Si Dieu est « le tout-autre », l’inaccessible, quelle peuvent être la relation et la communication entre l’homme et Dieu ? Michel Leconte présente Jésus comme un médiateur qui unit l’homme et Dieu.

  La pensée philosophique et théologique a beaucoup affirmé l’altérité de Dieu face à l’homme à tel point qu’il n’y aurait aucune mesure entre eux. Cette différence de nature est encore accentuée par cette conception qui insiste sur la transcendance de Dieu et en fait un être distinct et séparé, bien au-dessus des hommes selon un schéma de pensée dualiste de la Réalité. Entre Dieu et l’homme, il ne peut y avoir, en conséquence, qu’un gouffre infranchissable. Le judaïsme d’après le second temple et, plus encore, l’islam me semblent partager cette conception de la divinité : c’est le Dieu tout-puissant, tout autre, qui règne « au plus haut des cieux » dans une transcendance impénétrable, insondable et inaccessible à nous pauvres humains. La majesté de ce Seigneur dominateur est écrasante ; les gens du Moyen Âge préféraient déjà prier Marie ; les hommes émancipés du monde moderne, outre qu’ils ne trouvent pas ce Dieu crédible, s’en détournent. La figure du Christ me paraît démentir cette conception antinomique de Dieu et de l’humain.

  Lorsque Dieu est ainsi conçu comme un être objectivé et tout-puissant, tel Zeus au sommet de l’Olympe et comme l’insaisissable Absolu, Seigneur des mondes, Jésus peut difficilement être pensé comme la révélation humaine de Dieu : que pourrait-il bien y avoir de commun entre cette divinité et cet homme galiléen du temps de l’empereur Tibère ? De là découlent les débats sans fin pour savoir si Jésus est bien l’icône de Dieu, ou bien, seulement un homme, certes remarquable, mais un homme comme nous. Tout au plus, on le dira prophète, ou encore un homme choisi par Dieu, ou son lieu-tenant humain, rien qu’humain. L’enjeu, dans ce débat, est de savoir quelle relation l’homme peut entretenir avec la divinité. Car si Dieu et l’homme sont si vertigineusement différents, comment peuvent-ils établir entre eux une vraie relation ? Ne risque-t-elle pas d’être déséquilibrée, altérée en profondeur ? Devant la majesté et la toute-puissance, l’homme ne devra-t-il pas se soumettre, jusqu’à s’anéantir lui-même ? Face à cette aveuglante plénitude, comment subsister ? Et comment l’homme moderne n’entreprendrait-il pas une lutte à mort contre ce Dieu hétéronome, afin d’exister et d’être sujet, responsable de ses actes ?

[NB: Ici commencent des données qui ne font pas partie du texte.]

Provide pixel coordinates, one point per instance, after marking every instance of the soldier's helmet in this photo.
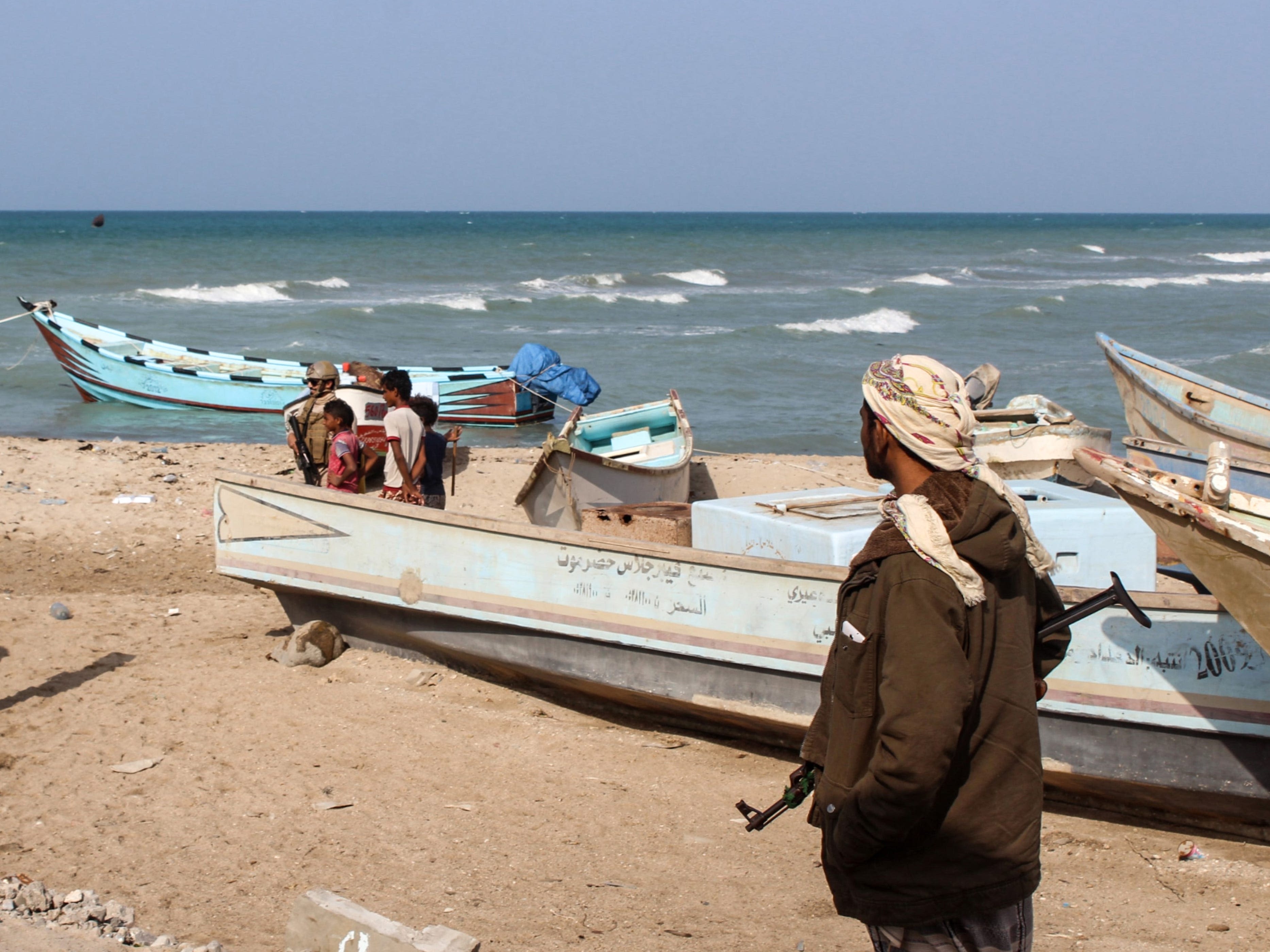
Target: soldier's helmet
(322, 370)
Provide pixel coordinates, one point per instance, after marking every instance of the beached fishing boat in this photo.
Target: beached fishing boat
(112, 365)
(1246, 475)
(634, 455)
(1034, 438)
(1169, 403)
(1229, 550)
(1174, 719)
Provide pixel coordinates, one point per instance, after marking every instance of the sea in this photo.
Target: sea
(763, 323)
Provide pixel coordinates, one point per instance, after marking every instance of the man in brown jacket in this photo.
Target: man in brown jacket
(926, 738)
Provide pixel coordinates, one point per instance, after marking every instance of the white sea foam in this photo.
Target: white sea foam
(576, 281)
(1239, 257)
(884, 320)
(925, 278)
(327, 284)
(711, 278)
(611, 299)
(227, 295)
(456, 303)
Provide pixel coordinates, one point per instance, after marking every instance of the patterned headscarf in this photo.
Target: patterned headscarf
(925, 407)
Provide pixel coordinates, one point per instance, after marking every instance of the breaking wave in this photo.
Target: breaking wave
(884, 320)
(925, 278)
(1239, 257)
(227, 295)
(711, 278)
(576, 281)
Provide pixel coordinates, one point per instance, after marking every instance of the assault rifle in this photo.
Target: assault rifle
(305, 459)
(802, 784)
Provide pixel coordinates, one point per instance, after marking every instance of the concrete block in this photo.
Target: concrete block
(324, 922)
(648, 522)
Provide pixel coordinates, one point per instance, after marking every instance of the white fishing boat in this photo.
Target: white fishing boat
(1168, 403)
(1034, 438)
(633, 455)
(1227, 549)
(1173, 719)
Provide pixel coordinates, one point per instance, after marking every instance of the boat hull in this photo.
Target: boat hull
(566, 479)
(1168, 403)
(107, 365)
(1246, 476)
(735, 645)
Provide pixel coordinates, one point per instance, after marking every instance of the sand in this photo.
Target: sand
(500, 813)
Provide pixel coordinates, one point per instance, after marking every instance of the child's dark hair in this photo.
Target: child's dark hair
(342, 412)
(398, 381)
(426, 408)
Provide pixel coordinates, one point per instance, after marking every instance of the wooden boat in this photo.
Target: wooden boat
(1033, 438)
(1174, 719)
(1168, 403)
(1229, 550)
(111, 365)
(1246, 475)
(634, 455)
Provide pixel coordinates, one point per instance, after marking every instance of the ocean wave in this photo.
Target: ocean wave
(1239, 257)
(713, 277)
(884, 320)
(327, 284)
(225, 295)
(925, 278)
(573, 281)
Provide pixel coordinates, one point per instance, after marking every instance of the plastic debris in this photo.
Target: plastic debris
(136, 766)
(1189, 851)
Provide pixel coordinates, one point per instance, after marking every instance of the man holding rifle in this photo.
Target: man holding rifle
(926, 743)
(308, 427)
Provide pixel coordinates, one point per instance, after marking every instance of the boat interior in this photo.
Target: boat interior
(646, 436)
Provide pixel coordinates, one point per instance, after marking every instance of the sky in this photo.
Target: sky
(651, 106)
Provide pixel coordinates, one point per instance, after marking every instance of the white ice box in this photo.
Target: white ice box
(1089, 535)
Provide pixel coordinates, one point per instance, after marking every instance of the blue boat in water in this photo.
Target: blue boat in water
(106, 363)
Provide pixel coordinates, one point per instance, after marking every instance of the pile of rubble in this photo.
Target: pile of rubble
(84, 912)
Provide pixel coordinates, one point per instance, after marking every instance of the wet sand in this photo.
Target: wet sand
(525, 823)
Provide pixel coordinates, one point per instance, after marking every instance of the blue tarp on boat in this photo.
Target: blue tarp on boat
(539, 369)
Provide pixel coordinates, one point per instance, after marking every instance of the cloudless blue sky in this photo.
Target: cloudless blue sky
(651, 106)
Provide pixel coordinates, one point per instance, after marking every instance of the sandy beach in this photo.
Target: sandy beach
(529, 824)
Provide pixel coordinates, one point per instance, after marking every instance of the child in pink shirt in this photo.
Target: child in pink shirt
(350, 457)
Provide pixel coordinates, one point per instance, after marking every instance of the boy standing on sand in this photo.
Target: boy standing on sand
(404, 432)
(350, 457)
(429, 466)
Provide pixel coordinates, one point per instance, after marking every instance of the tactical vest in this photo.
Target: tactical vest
(315, 433)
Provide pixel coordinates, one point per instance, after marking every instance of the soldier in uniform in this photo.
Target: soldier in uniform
(322, 380)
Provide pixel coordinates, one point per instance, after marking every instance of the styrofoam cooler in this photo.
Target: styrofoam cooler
(1089, 535)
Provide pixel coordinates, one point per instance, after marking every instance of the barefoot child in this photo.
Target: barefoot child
(404, 432)
(350, 457)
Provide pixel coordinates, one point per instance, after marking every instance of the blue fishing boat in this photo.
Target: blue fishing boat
(1171, 404)
(1170, 719)
(633, 455)
(106, 363)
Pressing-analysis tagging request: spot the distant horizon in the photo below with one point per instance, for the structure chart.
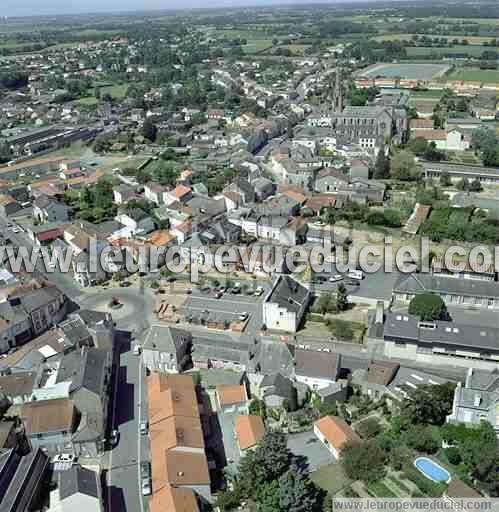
(93, 7)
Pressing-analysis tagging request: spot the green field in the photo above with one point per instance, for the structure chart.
(257, 45)
(331, 478)
(423, 51)
(475, 75)
(472, 40)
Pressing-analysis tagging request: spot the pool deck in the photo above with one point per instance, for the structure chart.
(435, 463)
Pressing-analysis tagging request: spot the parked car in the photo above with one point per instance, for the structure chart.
(64, 457)
(258, 291)
(115, 436)
(146, 487)
(335, 278)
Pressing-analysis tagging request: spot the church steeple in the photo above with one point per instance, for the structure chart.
(338, 92)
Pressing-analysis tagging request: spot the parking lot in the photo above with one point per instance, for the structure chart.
(218, 306)
(376, 286)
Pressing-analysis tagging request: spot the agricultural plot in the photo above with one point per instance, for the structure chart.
(473, 40)
(475, 75)
(408, 71)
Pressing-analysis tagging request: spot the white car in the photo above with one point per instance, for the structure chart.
(146, 487)
(258, 291)
(64, 457)
(335, 278)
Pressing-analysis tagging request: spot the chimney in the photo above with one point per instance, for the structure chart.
(379, 312)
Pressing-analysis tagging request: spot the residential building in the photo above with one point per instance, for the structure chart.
(47, 209)
(21, 479)
(49, 424)
(316, 369)
(178, 459)
(477, 400)
(166, 349)
(285, 305)
(88, 373)
(249, 430)
(136, 220)
(78, 489)
(440, 342)
(232, 398)
(454, 292)
(335, 433)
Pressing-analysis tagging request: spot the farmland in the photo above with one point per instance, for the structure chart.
(475, 75)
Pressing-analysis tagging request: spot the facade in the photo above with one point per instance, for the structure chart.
(454, 292)
(78, 490)
(47, 209)
(439, 342)
(166, 349)
(49, 425)
(232, 398)
(318, 370)
(178, 458)
(285, 305)
(21, 479)
(477, 400)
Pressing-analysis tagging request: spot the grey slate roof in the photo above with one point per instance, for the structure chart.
(312, 363)
(288, 294)
(78, 480)
(419, 283)
(207, 348)
(470, 337)
(84, 369)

  En outre, il est dangereux pour l’homme, à la suite de Jésus, de se penser fils de Dieu, destiné à partager cette « nature divine » dans la vie éternelle. L’homme se voyant appelé à une telle divinisation risque de ne concevoir que mépris et honte vis-à-vis de sa condition humaine sujette à la faute, à la différence des sexes et à la mort. C’est là, dans un tel scénario, me semble-t-il, le Péché exposé dans le récit de la Genèse qui, toujours, guette l’homme : vouloir devenir comme des dieux possédant la complétude imaginaire. Ce scénario et la conception de Dieu qui le soutient est révélateur du désir de toute-puissance et de la mégalomanie du désir à l’oeuvre chez l’homme : s’emparer des privilèges du père comme en témoignent les avatars du complexe d’OEdipe. Dieu n’est pas ce dieu, sa promesse vis-à-vis de l’homme n’est pas celle-là.

  Dans la Bible, Dieu apparaît d’abord comme celui qui fait alliance avec l’homme ; il s’y révèle fondamentalement relationnel. Il y a entre Dieu et l’homme quelque chose de commun qui permet leur rapport : l’homme est créé à l’image et à la ressemblance de Dieu (Gn 1,27). Par ailleurs, la croix me semble contredire radicalement l’idée d’un Dieu omnipotent quiimposerait sa volonté aux hommes ; en crucifiant son envoyé, les hommes lui opposent un refus catégorique. La résurrection n’est pas un coup de force. La puissance de Dieu qui s’y manifeste est justement liée à la relation : Dieu ne contraint pas, il veut susciter notre libre adhésion, il respecte notre autonomie.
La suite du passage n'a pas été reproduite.